Corona-Pandemie in Ostafrika: Die Freiheit der Medien leidet unter dem Virus
Auch in Ostafrika und anderen afrikanischen Ländern greifen mit Covid-19 die Falschnachrichten um sich. Journalistïnnen haben sich zusammengeschlossen, um dagegen vorzugehen.
Die Maßnahmen gegen die Corona-Pandemie haben auch Auswirkungen auf die Menschenrechte und die Pressefreiheit. In vielen Ländern weltweit und in Afrika greifen Polizei und Militär unverhältnismäßig hart durch, um Maßnahmen zum Kampf gegen die Pandemie durchzusetzen. Menschen werden verprügelt, ausgepeitscht, gedemütigt, verhaftet – und getötet. Nach UN-Angaben starben beispielsweise in Kenia zwanzig Menschen im Zusammenhang mit angeblichen Verstößen gegen Sicherheitsauflagen. Unter den exzessiven Maßnahmen leidet auch die Presse. Ein Blick nach Kenia und Somalia.
Schüsse in Mogadischu
In der Nacht auf den 25. April 2020 fallen in der somalischen Hauptstadt Mogadischu Schüsse. Das ist an sich nichts besonderes, in Mogadischu sind etliche Milizionäre unterwegs, auch bewaffnete Mitglieder der islamistischen Terrorgruppe Al-Shabaab. Die somalische Regierung ist nach einem jahrzehntelangen Bürgerkrieg immer noch schwach und hat nicht einmal in der Hauptstadt das Gewaltmonopol. Diesmal aber fallen die Schüsse aus der Waffe eines Polizisten und töten mindestens einen Menschen. Der Polizist ist im Einsatz, um die nächtliche Ausgangssperre zur Bekämpfung der Corona-Pandemie durchzusetzen. Die Nachricht von dem tödlichen Polizeieinsatz erreicht den Radiojournalisten Farhan Mohamed Hussein, kurz nachdem sich der Vorfall ereignet hat. Der Journalist des privaten Senders „Radio Kulmiye“ fährt sofort zum Ort des Geschehens, macht Fotos und führt Interviews. Noch während er arbeitet, wird er verhaftet, zur nächsten Polizeistation mitgenommen und dort gezwungen, seine Fotos und Audioaufnahmen zu löschen. Danach lassen ihn die Polizisten wieder frei.

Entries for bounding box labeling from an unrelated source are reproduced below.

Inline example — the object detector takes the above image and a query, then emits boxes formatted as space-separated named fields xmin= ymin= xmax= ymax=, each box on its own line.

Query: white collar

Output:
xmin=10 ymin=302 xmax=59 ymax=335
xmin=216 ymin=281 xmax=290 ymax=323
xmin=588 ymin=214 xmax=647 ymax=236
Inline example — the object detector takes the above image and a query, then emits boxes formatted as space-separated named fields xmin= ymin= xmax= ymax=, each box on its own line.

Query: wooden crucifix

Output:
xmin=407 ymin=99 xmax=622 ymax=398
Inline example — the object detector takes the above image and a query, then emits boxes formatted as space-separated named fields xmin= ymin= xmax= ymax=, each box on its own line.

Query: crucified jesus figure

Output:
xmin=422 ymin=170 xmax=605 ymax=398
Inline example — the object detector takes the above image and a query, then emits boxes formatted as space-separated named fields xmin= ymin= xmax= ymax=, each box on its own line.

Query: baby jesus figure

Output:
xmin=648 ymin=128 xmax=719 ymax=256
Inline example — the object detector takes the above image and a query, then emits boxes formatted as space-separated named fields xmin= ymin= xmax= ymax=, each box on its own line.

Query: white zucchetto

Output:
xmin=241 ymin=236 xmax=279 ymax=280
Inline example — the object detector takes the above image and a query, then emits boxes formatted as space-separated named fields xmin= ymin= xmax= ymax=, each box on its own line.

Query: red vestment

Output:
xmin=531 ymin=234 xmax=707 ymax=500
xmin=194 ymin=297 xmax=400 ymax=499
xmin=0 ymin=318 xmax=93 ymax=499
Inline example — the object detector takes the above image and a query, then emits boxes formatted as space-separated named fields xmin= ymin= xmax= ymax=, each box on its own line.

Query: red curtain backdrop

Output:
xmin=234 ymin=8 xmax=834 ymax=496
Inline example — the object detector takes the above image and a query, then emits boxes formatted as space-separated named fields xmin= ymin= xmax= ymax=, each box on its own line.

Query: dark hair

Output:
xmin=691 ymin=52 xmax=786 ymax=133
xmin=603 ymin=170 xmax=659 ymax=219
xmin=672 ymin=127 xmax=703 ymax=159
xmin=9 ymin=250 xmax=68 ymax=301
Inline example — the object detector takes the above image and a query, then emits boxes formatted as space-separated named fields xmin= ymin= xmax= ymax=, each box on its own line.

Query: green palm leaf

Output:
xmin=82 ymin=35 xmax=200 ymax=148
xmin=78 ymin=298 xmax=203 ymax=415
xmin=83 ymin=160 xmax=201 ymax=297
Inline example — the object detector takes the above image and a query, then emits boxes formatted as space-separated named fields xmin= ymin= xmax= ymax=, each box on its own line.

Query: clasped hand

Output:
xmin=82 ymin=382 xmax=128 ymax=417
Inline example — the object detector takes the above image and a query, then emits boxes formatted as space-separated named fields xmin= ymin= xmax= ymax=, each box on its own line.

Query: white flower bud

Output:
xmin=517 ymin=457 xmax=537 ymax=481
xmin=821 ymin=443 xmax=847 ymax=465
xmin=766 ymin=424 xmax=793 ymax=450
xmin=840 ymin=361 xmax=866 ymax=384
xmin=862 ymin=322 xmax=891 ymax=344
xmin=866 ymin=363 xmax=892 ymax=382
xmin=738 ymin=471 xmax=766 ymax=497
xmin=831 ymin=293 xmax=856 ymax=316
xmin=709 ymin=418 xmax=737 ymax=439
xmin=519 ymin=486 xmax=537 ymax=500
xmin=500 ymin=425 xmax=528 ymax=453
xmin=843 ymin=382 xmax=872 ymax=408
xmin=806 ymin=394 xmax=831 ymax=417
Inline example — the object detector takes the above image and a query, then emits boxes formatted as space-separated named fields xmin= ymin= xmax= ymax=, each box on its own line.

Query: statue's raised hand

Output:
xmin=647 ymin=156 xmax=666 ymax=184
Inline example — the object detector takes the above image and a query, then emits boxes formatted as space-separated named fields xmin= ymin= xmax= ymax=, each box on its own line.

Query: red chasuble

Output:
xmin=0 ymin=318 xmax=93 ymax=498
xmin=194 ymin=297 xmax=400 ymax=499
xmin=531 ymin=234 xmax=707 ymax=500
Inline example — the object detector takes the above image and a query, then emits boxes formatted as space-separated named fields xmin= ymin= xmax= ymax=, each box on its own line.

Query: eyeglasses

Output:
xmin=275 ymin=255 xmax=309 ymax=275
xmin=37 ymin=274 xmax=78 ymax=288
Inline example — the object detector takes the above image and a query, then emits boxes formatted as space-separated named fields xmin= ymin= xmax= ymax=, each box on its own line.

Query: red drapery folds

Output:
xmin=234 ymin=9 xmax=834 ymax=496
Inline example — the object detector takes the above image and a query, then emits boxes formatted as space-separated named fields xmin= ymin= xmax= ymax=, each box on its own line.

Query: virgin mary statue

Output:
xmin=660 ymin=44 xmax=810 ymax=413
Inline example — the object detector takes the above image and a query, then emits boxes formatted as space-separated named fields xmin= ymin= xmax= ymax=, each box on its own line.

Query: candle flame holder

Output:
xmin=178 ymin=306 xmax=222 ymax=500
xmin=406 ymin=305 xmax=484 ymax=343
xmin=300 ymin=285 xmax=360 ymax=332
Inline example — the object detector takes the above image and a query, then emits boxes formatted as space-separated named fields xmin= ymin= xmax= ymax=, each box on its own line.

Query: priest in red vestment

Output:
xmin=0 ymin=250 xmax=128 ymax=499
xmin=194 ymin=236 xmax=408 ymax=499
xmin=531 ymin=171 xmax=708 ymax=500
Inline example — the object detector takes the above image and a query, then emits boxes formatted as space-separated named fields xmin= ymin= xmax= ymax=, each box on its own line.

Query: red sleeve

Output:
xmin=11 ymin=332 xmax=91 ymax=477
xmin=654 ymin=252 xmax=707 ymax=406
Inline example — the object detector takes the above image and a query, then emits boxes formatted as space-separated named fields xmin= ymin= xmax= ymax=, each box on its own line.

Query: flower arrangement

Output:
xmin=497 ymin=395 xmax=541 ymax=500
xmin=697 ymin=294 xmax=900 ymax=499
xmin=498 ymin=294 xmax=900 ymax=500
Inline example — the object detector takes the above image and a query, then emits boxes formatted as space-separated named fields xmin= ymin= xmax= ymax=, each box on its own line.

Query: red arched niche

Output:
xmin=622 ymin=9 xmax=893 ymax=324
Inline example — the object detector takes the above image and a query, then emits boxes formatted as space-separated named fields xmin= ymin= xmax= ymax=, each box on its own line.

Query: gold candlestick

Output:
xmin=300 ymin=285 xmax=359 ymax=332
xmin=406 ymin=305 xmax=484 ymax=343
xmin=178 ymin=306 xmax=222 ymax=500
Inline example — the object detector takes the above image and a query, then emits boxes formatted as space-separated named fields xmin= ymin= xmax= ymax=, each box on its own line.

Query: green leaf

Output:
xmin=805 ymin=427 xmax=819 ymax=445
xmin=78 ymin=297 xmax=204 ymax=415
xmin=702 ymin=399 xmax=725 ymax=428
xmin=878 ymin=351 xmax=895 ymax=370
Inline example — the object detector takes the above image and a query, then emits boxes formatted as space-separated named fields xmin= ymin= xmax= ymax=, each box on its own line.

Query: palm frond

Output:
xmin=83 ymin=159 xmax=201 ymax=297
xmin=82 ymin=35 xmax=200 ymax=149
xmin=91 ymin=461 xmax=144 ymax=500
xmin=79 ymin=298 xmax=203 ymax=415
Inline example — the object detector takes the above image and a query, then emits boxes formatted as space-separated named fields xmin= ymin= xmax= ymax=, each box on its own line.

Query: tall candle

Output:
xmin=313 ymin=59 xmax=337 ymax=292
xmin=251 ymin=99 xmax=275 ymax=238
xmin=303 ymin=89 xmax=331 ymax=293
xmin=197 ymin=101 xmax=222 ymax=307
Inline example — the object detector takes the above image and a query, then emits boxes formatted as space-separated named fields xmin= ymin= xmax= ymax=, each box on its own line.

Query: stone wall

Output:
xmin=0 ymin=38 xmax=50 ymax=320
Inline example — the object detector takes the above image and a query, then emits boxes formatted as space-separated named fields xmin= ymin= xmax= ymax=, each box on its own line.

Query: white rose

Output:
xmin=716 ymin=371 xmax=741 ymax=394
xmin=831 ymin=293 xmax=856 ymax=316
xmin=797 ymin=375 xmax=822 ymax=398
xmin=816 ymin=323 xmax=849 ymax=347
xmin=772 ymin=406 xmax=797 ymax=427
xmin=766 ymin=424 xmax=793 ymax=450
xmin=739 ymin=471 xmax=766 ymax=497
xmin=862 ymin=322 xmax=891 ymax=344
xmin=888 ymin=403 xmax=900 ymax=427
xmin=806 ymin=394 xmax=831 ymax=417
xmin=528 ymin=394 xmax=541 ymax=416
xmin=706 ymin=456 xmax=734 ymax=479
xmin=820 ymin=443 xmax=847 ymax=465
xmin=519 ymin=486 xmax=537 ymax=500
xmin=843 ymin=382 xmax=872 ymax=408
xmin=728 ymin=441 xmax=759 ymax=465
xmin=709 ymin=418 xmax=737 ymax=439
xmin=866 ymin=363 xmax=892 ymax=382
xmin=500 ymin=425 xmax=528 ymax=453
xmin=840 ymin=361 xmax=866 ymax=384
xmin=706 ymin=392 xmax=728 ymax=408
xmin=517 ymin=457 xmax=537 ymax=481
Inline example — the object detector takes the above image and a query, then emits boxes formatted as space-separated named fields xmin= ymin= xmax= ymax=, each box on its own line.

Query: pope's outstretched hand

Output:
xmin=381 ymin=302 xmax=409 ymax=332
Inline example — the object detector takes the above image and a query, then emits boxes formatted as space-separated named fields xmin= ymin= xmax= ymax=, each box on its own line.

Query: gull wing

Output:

Blankoscheck zum Vorgehen gegen die Presse
„Polizisten und Sicherheitskräfte glauben, dass sie einen Blankoscheck dafür bekommen haben, zu tun was sie wollen – auch im Umgang mit Journalisten“, kritisiert Omar Faruk Osman, Präsident des somalischen Journalistenverbandes NUSOJ. Somalia ist eins der gefährlichsten Länder für Journalisten weltweit, der Beruf für viele tödlich. Als Täter gelten meist Mitglieder der islamistischen Shabaab-Miliz, aber viele Morde bleiben unaufgeklärt. Medienvertreter leiden auch unter Repressionen der Regierung, werden eingeschüchtert, verhaftet, Sender oder Verlage geschlossen. Im Zusammenhang mit Covid-19 gehe es zwar nicht um Mord, aber die Verletzungen der Pressefreiheit seien gravierend, betont Hussein. Deren Zahl habe seit dem Beginn der Corona-Pandemie spürbar zugenommen.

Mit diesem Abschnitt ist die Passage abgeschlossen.